European Patent No. 0763911B1 European Patent No. 0819481 European Patent No. 0786857

  The object of the present invention is therefore to develop a method of the kind described at the outset so that it is possible to easily take into account the effects of different distortions of the stand during calibration and rolling. Thereby, higher precision should be realized during rolling. Calibration is performed with the work roll (or the intermediate roll in the case of a 6-roll type stand) shifted in the axial direction, in order to obtain a roll turning value with more accurate stand factor and reliability. It should be.

  The solution to this problem according to the invention is that the work rolls can be displaced axially relative to one another from a non-axially shifted zero position and the relative shift position of the work rolls not equal to the zero position. At the (calibration position), calculation of the swiveling position and / or calculation of the stand coefficient for adjusting to a symmetrical roll gap is performed, the calculated swiveling position and / or stand coefficient value is stored, and the rolled material is rolled. It is characterized in that it is used in a calculation for further calculating the swivel position and / or the reduction of the roll set when doing so.

  In this case, in particular, conversion from the calibration position to the current shift position is performed from the stored turning position and / or stored stand coefficient value.

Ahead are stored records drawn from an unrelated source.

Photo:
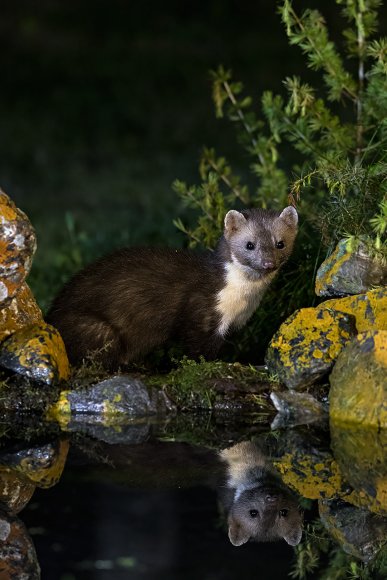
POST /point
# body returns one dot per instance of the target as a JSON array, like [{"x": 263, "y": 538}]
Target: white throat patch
[{"x": 240, "y": 296}]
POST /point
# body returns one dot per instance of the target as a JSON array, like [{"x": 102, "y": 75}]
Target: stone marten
[
  {"x": 128, "y": 303},
  {"x": 259, "y": 506}
]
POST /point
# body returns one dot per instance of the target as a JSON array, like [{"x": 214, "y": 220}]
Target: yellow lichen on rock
[
  {"x": 21, "y": 312},
  {"x": 358, "y": 392},
  {"x": 310, "y": 479},
  {"x": 37, "y": 352},
  {"x": 307, "y": 345},
  {"x": 15, "y": 490},
  {"x": 350, "y": 269},
  {"x": 369, "y": 310},
  {"x": 17, "y": 247},
  {"x": 43, "y": 466}
]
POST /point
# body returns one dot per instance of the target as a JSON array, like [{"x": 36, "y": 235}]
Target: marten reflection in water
[{"x": 258, "y": 505}]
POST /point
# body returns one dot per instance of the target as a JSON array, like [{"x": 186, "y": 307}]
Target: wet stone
[
  {"x": 21, "y": 312},
  {"x": 307, "y": 344},
  {"x": 349, "y": 270},
  {"x": 117, "y": 395},
  {"x": 309, "y": 469},
  {"x": 42, "y": 465},
  {"x": 17, "y": 247},
  {"x": 18, "y": 558},
  {"x": 36, "y": 352},
  {"x": 358, "y": 531},
  {"x": 360, "y": 454},
  {"x": 296, "y": 409},
  {"x": 358, "y": 391}
]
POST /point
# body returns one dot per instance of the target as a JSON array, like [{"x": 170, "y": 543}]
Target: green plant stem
[
  {"x": 224, "y": 178},
  {"x": 241, "y": 115},
  {"x": 329, "y": 69},
  {"x": 361, "y": 77}
]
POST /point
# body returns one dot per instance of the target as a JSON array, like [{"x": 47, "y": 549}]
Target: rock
[
  {"x": 358, "y": 531},
  {"x": 309, "y": 470},
  {"x": 21, "y": 312},
  {"x": 358, "y": 391},
  {"x": 15, "y": 490},
  {"x": 307, "y": 344},
  {"x": 349, "y": 270},
  {"x": 133, "y": 431},
  {"x": 42, "y": 465},
  {"x": 361, "y": 456},
  {"x": 17, "y": 247},
  {"x": 105, "y": 401},
  {"x": 296, "y": 409},
  {"x": 36, "y": 352},
  {"x": 369, "y": 310},
  {"x": 17, "y": 553}
]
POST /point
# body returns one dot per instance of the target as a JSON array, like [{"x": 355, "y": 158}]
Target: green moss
[{"x": 197, "y": 384}]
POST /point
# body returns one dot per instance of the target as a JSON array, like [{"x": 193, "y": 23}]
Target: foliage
[
  {"x": 318, "y": 547},
  {"x": 322, "y": 147}
]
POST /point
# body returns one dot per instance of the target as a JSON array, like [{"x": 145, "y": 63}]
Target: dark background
[{"x": 104, "y": 103}]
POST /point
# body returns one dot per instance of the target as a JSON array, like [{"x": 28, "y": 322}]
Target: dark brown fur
[{"x": 127, "y": 304}]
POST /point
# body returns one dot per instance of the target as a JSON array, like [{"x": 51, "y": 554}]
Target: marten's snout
[{"x": 268, "y": 265}]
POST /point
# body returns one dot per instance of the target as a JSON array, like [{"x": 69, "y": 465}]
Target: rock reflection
[
  {"x": 21, "y": 471},
  {"x": 259, "y": 506}
]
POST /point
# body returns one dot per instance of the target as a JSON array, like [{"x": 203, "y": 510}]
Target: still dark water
[
  {"x": 97, "y": 523},
  {"x": 135, "y": 504}
]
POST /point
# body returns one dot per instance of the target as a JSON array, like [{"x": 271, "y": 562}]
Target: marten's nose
[{"x": 268, "y": 265}]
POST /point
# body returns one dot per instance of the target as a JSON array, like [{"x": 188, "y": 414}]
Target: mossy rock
[
  {"x": 21, "y": 312},
  {"x": 307, "y": 345},
  {"x": 358, "y": 392},
  {"x": 358, "y": 531},
  {"x": 360, "y": 453},
  {"x": 15, "y": 490},
  {"x": 36, "y": 352},
  {"x": 369, "y": 310},
  {"x": 349, "y": 270},
  {"x": 17, "y": 247}
]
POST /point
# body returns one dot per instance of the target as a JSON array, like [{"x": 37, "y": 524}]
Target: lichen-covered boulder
[
  {"x": 41, "y": 465},
  {"x": 369, "y": 310},
  {"x": 358, "y": 392},
  {"x": 307, "y": 345},
  {"x": 36, "y": 352},
  {"x": 104, "y": 402},
  {"x": 22, "y": 311},
  {"x": 361, "y": 455},
  {"x": 358, "y": 531},
  {"x": 17, "y": 247},
  {"x": 17, "y": 553},
  {"x": 349, "y": 270},
  {"x": 15, "y": 490}
]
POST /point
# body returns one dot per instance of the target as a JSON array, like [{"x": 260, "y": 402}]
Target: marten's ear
[
  {"x": 293, "y": 537},
  {"x": 236, "y": 533},
  {"x": 290, "y": 216},
  {"x": 233, "y": 221}
]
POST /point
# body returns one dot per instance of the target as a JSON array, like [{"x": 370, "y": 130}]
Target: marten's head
[
  {"x": 263, "y": 515},
  {"x": 259, "y": 240}
]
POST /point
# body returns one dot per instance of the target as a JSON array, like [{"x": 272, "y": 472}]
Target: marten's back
[{"x": 135, "y": 299}]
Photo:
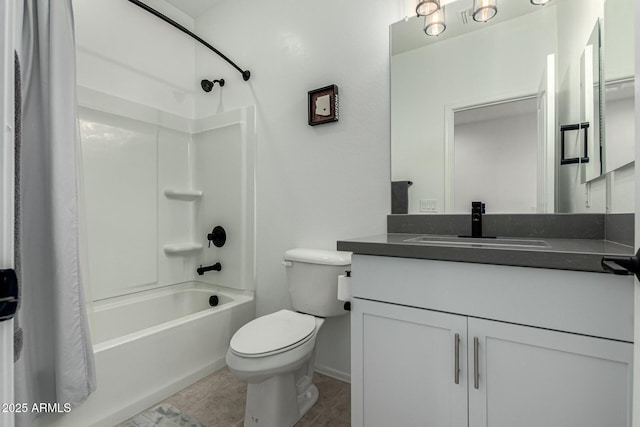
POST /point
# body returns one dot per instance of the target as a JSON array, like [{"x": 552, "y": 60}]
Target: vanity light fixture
[
  {"x": 427, "y": 7},
  {"x": 483, "y": 10},
  {"x": 434, "y": 24}
]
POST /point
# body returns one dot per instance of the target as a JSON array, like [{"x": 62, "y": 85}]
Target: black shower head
[{"x": 207, "y": 85}]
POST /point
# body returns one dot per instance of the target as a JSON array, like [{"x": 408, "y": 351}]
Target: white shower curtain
[{"x": 56, "y": 364}]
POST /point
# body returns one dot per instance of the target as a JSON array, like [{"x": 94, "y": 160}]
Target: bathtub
[{"x": 152, "y": 344}]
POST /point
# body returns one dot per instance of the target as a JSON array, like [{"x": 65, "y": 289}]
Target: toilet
[{"x": 275, "y": 353}]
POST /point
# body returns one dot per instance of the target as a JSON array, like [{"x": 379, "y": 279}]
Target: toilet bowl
[{"x": 275, "y": 353}]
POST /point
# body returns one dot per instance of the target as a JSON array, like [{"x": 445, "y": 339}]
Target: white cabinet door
[
  {"x": 535, "y": 377},
  {"x": 403, "y": 363},
  {"x": 6, "y": 198}
]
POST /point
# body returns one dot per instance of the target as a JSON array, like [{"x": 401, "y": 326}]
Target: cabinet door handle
[
  {"x": 456, "y": 365},
  {"x": 476, "y": 364}
]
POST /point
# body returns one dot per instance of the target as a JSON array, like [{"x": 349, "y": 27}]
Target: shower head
[{"x": 207, "y": 85}]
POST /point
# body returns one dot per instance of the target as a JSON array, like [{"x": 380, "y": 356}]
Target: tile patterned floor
[{"x": 218, "y": 401}]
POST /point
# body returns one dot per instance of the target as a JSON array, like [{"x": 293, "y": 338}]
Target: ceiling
[{"x": 193, "y": 8}]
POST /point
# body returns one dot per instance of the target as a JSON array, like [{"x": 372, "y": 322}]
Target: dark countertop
[{"x": 564, "y": 254}]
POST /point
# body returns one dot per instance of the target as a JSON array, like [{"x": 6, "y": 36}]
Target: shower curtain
[{"x": 56, "y": 364}]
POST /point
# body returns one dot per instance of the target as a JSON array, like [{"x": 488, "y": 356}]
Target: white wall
[
  {"x": 578, "y": 18},
  {"x": 459, "y": 72},
  {"x": 496, "y": 162},
  {"x": 124, "y": 51},
  {"x": 315, "y": 185}
]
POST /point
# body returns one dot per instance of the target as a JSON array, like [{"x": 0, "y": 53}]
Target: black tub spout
[{"x": 201, "y": 270}]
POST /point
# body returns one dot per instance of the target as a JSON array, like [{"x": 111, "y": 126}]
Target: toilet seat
[{"x": 272, "y": 334}]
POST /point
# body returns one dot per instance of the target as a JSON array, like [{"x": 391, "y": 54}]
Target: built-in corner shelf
[
  {"x": 181, "y": 248},
  {"x": 183, "y": 194}
]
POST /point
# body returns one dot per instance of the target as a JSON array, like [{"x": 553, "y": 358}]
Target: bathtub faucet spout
[{"x": 201, "y": 270}]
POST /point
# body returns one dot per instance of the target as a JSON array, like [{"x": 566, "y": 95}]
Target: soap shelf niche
[
  {"x": 181, "y": 248},
  {"x": 183, "y": 194}
]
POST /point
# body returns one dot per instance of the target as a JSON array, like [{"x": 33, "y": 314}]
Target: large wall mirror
[{"x": 529, "y": 112}]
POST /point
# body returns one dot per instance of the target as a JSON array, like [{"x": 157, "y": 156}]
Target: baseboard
[{"x": 333, "y": 373}]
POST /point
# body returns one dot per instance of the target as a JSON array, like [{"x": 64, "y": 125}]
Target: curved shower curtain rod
[{"x": 246, "y": 74}]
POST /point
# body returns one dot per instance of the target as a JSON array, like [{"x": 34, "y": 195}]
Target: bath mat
[{"x": 162, "y": 416}]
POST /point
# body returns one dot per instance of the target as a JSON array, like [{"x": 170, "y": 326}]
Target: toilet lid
[{"x": 273, "y": 332}]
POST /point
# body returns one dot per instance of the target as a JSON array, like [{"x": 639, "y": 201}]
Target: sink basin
[{"x": 501, "y": 242}]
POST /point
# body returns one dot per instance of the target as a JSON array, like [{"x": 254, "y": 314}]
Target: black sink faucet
[{"x": 477, "y": 210}]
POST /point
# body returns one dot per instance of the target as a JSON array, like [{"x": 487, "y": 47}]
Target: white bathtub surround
[
  {"x": 165, "y": 181},
  {"x": 152, "y": 344},
  {"x": 57, "y": 361}
]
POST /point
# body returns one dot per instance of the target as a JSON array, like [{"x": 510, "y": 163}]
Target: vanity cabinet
[{"x": 430, "y": 352}]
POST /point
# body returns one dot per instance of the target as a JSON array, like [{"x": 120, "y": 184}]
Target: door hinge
[{"x": 8, "y": 294}]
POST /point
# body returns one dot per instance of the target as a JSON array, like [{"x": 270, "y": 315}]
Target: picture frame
[{"x": 323, "y": 105}]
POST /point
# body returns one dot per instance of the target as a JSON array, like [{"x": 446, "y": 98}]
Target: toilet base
[{"x": 278, "y": 401}]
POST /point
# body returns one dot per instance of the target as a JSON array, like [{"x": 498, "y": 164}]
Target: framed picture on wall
[{"x": 323, "y": 105}]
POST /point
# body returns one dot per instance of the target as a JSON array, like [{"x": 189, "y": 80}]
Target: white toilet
[{"x": 275, "y": 353}]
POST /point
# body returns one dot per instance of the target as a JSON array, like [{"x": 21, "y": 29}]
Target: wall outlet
[{"x": 428, "y": 205}]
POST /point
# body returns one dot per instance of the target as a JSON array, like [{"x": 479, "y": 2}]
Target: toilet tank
[{"x": 312, "y": 277}]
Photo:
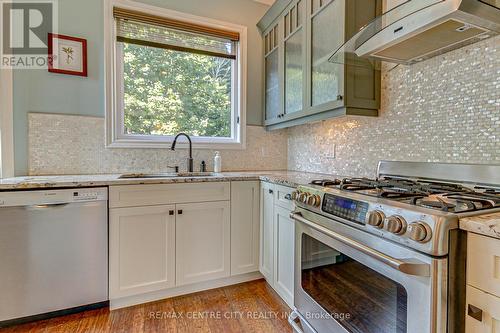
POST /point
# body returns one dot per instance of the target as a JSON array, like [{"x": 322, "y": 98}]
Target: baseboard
[{"x": 182, "y": 290}]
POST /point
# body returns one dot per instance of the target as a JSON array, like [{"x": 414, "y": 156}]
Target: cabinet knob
[{"x": 475, "y": 312}]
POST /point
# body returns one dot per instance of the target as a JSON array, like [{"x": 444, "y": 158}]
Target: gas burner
[
  {"x": 326, "y": 182},
  {"x": 457, "y": 202}
]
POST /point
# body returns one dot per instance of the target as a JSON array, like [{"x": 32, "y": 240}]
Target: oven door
[{"x": 347, "y": 280}]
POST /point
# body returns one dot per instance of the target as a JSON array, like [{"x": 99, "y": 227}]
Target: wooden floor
[{"x": 249, "y": 307}]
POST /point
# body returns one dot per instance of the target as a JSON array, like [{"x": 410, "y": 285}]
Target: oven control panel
[{"x": 345, "y": 208}]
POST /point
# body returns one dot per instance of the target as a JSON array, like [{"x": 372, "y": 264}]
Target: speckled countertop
[
  {"x": 488, "y": 225},
  {"x": 286, "y": 178}
]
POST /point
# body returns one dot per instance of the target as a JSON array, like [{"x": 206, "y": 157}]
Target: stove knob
[
  {"x": 376, "y": 219},
  {"x": 396, "y": 225},
  {"x": 420, "y": 232},
  {"x": 318, "y": 201},
  {"x": 314, "y": 200}
]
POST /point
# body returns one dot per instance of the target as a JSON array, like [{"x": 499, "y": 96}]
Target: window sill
[{"x": 121, "y": 144}]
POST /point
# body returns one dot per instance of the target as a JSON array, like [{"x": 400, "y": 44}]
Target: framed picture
[{"x": 67, "y": 55}]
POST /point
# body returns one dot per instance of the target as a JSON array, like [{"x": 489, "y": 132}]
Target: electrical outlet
[{"x": 333, "y": 152}]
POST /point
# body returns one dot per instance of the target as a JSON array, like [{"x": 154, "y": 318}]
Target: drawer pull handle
[{"x": 475, "y": 312}]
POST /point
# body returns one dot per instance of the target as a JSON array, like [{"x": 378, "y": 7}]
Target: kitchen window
[{"x": 174, "y": 75}]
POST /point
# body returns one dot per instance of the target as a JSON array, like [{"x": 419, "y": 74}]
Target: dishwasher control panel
[
  {"x": 47, "y": 197},
  {"x": 87, "y": 194}
]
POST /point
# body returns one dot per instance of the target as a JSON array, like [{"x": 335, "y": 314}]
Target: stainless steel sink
[{"x": 168, "y": 175}]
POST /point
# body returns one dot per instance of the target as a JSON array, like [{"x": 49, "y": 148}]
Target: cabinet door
[
  {"x": 284, "y": 249},
  {"x": 202, "y": 241},
  {"x": 141, "y": 250},
  {"x": 266, "y": 265},
  {"x": 294, "y": 58},
  {"x": 245, "y": 218},
  {"x": 482, "y": 313},
  {"x": 326, "y": 35},
  {"x": 273, "y": 100}
]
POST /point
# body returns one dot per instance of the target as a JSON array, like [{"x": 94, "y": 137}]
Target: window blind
[{"x": 143, "y": 29}]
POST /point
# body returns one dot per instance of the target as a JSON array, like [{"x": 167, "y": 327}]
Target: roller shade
[{"x": 147, "y": 30}]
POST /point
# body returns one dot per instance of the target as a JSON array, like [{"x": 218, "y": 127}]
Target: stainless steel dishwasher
[{"x": 53, "y": 252}]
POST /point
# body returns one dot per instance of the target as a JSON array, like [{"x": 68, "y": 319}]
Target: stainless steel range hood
[{"x": 421, "y": 29}]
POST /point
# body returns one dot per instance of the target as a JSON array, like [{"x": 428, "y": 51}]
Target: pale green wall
[{"x": 40, "y": 91}]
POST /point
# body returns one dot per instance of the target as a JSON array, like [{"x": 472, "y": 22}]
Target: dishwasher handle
[
  {"x": 407, "y": 266},
  {"x": 48, "y": 206}
]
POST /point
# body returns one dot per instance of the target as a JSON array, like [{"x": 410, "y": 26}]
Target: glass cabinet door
[
  {"x": 272, "y": 84},
  {"x": 294, "y": 59},
  {"x": 327, "y": 31}
]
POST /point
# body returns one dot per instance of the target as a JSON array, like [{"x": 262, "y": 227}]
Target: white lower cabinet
[
  {"x": 482, "y": 313},
  {"x": 284, "y": 229},
  {"x": 202, "y": 242},
  {"x": 141, "y": 250},
  {"x": 277, "y": 240},
  {"x": 161, "y": 244},
  {"x": 266, "y": 265},
  {"x": 245, "y": 225}
]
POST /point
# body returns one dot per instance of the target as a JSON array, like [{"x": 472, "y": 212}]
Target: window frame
[{"x": 115, "y": 131}]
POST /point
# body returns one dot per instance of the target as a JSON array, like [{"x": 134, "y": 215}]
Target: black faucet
[{"x": 190, "y": 158}]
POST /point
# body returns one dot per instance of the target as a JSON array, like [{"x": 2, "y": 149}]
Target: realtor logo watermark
[{"x": 25, "y": 26}]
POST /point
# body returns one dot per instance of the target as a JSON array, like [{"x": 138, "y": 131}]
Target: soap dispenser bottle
[{"x": 217, "y": 162}]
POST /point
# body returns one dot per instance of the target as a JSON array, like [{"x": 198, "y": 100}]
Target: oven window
[{"x": 357, "y": 297}]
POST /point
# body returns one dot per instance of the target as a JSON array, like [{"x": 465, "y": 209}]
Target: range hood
[{"x": 417, "y": 30}]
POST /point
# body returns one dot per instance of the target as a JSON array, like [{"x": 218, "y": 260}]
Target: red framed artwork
[{"x": 67, "y": 55}]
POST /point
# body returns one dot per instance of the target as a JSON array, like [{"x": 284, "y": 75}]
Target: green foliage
[{"x": 167, "y": 92}]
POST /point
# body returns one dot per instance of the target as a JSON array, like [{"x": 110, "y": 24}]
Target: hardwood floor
[{"x": 249, "y": 307}]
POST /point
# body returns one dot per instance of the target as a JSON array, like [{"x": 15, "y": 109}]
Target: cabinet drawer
[
  {"x": 482, "y": 312},
  {"x": 164, "y": 194},
  {"x": 283, "y": 197},
  {"x": 483, "y": 263}
]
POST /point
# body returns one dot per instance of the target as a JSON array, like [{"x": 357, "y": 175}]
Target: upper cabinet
[{"x": 302, "y": 83}]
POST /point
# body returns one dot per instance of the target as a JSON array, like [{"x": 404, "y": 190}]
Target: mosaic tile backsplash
[
  {"x": 68, "y": 144},
  {"x": 446, "y": 109}
]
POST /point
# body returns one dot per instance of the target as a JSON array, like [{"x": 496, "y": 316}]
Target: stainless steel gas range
[{"x": 385, "y": 255}]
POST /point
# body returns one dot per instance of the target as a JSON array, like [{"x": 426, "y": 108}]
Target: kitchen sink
[{"x": 168, "y": 175}]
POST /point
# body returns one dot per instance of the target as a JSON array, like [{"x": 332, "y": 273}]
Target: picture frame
[{"x": 67, "y": 55}]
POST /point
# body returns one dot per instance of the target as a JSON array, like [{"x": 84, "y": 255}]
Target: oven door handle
[{"x": 407, "y": 266}]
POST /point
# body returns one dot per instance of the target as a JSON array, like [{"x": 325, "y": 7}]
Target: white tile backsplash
[
  {"x": 69, "y": 144},
  {"x": 446, "y": 109}
]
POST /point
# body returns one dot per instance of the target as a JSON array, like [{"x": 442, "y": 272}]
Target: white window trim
[{"x": 114, "y": 136}]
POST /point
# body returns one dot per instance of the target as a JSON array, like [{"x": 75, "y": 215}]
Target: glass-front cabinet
[
  {"x": 302, "y": 83},
  {"x": 294, "y": 58},
  {"x": 272, "y": 84},
  {"x": 326, "y": 35}
]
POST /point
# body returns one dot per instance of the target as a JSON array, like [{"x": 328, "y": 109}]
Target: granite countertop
[
  {"x": 286, "y": 178},
  {"x": 488, "y": 225}
]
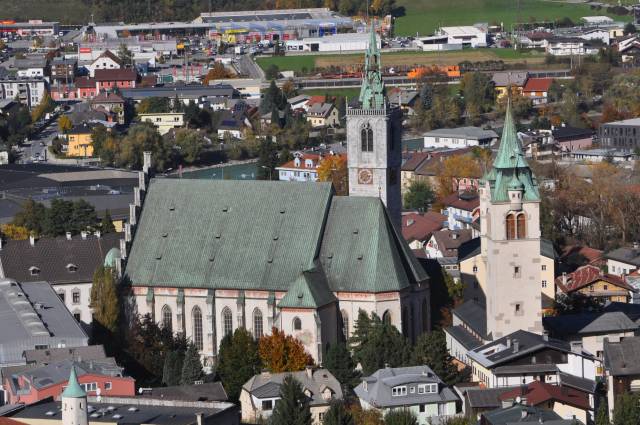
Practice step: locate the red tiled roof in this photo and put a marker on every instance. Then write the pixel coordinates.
(540, 392)
(115, 75)
(587, 275)
(537, 84)
(420, 227)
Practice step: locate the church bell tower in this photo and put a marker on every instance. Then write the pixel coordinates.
(374, 131)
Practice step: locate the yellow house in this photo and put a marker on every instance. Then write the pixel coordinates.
(79, 143)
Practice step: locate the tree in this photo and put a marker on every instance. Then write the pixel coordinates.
(431, 350)
(105, 302)
(339, 362)
(400, 417)
(283, 353)
(337, 414)
(64, 124)
(419, 196)
(191, 366)
(238, 361)
(333, 168)
(293, 406)
(626, 411)
(125, 55)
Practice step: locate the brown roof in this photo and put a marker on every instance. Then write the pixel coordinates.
(115, 75)
(540, 392)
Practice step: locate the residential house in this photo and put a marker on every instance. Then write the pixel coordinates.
(79, 142)
(418, 228)
(519, 413)
(98, 377)
(111, 104)
(504, 79)
(462, 210)
(67, 262)
(460, 137)
(323, 115)
(260, 394)
(568, 403)
(589, 281)
(416, 388)
(623, 260)
(164, 121)
(537, 89)
(591, 329)
(445, 243)
(48, 323)
(523, 357)
(109, 79)
(622, 366)
(571, 139)
(106, 60)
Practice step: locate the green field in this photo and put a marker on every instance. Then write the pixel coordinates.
(425, 16)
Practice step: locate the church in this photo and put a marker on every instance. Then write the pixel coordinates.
(204, 257)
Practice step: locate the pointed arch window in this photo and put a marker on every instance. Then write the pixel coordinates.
(167, 318)
(196, 316)
(366, 138)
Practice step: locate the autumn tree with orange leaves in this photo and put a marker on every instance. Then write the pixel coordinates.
(280, 352)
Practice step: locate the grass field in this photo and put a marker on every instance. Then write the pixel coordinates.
(425, 16)
(308, 62)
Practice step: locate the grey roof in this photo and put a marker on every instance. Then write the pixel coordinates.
(55, 354)
(293, 228)
(589, 323)
(32, 314)
(53, 257)
(473, 315)
(627, 255)
(475, 133)
(501, 351)
(623, 358)
(267, 385)
(381, 382)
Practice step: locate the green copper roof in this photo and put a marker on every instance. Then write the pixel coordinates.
(510, 169)
(230, 234)
(372, 94)
(73, 390)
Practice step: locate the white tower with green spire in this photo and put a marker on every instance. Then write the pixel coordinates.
(374, 138)
(510, 240)
(74, 402)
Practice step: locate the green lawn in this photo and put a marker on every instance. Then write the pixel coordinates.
(425, 16)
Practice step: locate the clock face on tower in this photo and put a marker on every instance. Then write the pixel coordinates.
(365, 176)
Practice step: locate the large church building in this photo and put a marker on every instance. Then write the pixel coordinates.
(208, 257)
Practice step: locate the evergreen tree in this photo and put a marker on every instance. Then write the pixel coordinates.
(339, 362)
(237, 361)
(172, 371)
(293, 406)
(191, 366)
(431, 350)
(338, 415)
(400, 417)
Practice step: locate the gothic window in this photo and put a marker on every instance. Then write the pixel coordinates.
(196, 316)
(522, 226)
(511, 226)
(167, 318)
(227, 321)
(345, 324)
(366, 138)
(257, 323)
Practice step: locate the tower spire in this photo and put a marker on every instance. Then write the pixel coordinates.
(372, 94)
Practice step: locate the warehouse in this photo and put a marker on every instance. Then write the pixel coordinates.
(354, 42)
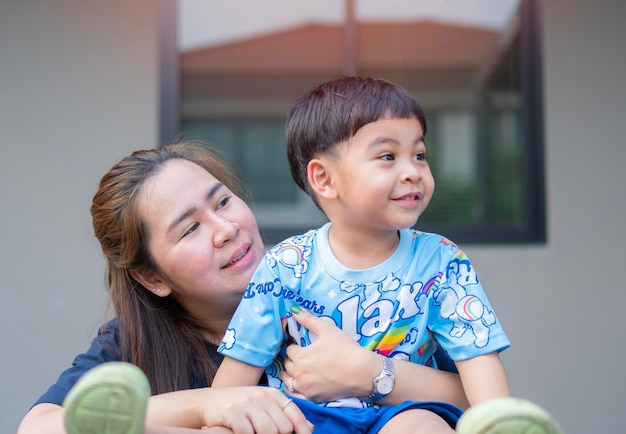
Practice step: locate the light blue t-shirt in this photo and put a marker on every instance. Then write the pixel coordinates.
(426, 292)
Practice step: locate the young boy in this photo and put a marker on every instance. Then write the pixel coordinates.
(356, 146)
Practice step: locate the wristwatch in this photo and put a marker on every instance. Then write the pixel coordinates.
(383, 382)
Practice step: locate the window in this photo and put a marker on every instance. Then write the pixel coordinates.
(232, 73)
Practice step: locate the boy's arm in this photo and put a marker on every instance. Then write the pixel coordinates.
(232, 373)
(483, 378)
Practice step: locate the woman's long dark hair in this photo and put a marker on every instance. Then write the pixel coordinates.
(156, 333)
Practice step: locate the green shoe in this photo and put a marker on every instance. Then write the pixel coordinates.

  Therefore, at least once, at a certain relative axial position of the work roll (especially at the maximum positive shift position), the swiveling position and / or the stand factor for adjusting to a symmetrical roll gap is calculated, The position is stored or referenced as a reference value for further conversion to another shift position.

  In a highly preferred development, the calculation of the pivot position and / or the calculation of the stand factor for adjusting to a symmetrical roll gap is performed at least twice, i.e. the first relative axial position of the work roll and the work roll. The first relative axial position is different from the second relative axial position, and at least two calculated swivel positions and / or stand coefficient values are obtained. It is stored and used in calculations to further calculate the swivel position and / or reduction of the roll set when rolling the rolled material.

  Preferably, more than two pivot positions and / or stand factors are calculated at more than two different relative axial positions of the work roll. For example, 3-6 pivot positions and / or stand factors can be calculated at 3-6 different relative axial positions of the work roll. In this case, one of the pivot positions and / or one of the stand factors can be calculated at a predetermined maximum relative axial shift position of the work roll.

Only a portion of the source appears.